SS7 Attack
An exploitation of decades-old telephone network signalling protocols to redirect calls and SMS messages, enabling location tracking and two-factor code interception.
Also known as: SS7 exploit, signalling system 7 hack, SS7 interception, SS7 vulnerability
Last reviewed: 10 June 2026
Signalling System 7 (SS7) is the protocol suite that phone networks worldwide use to route calls and texts across carriers. Designed in the 1970s, SS7 was built for a closed network of trusted operators and has almost no authentication. Anyone with access to the SS7 network — a telco insider, a rogue operator, or an attacker who has obtained gateway access — can send messages to any number: redirecting calls to another line, intercepting SMS messages in transit, or querying the location of a device to within a few hundred metres.

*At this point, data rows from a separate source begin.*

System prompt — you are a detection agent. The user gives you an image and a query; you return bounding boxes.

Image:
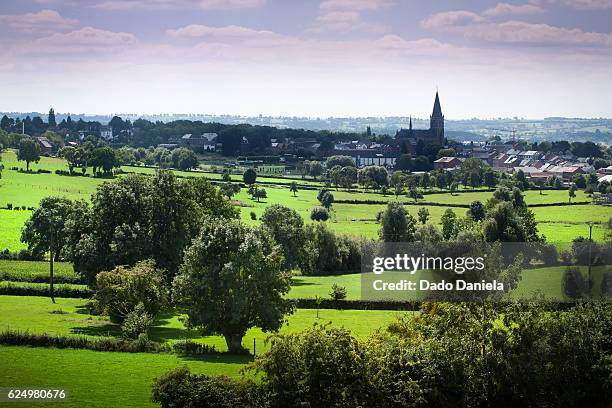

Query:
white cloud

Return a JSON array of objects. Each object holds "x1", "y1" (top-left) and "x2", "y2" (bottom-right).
[
  {"x1": 530, "y1": 0, "x2": 612, "y2": 10},
  {"x1": 93, "y1": 0, "x2": 266, "y2": 10},
  {"x1": 29, "y1": 27, "x2": 137, "y2": 56},
  {"x1": 319, "y1": 0, "x2": 395, "y2": 11},
  {"x1": 166, "y1": 24, "x2": 278, "y2": 39},
  {"x1": 482, "y1": 3, "x2": 544, "y2": 17},
  {"x1": 421, "y1": 4, "x2": 612, "y2": 47},
  {"x1": 0, "y1": 10, "x2": 79, "y2": 34},
  {"x1": 421, "y1": 10, "x2": 485, "y2": 30}
]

SS7 attacks against SMS-based two-factor authentication have been publicly documented in attacks on banking apps and cryptocurrency accounts. An attacker who has already compromised a victim's username and password can intercept the OTP sent by SMS, completing a full account takeover without any interaction from the victim. Nation-state intelligence services routinely exploit SS7 for surveillance, and criminal operations have rented SS7 access through underground markets.
The long-term mitigation is phasing out SS7 in favour of the newer Diameter and 5G core protocols, which have authentication built in. For consumers, the immediate protection is abandoning SMS-based two-factor authentication for high-value accounts in favour of authenticator apps or hardware keys, which are immune to SS7 interception.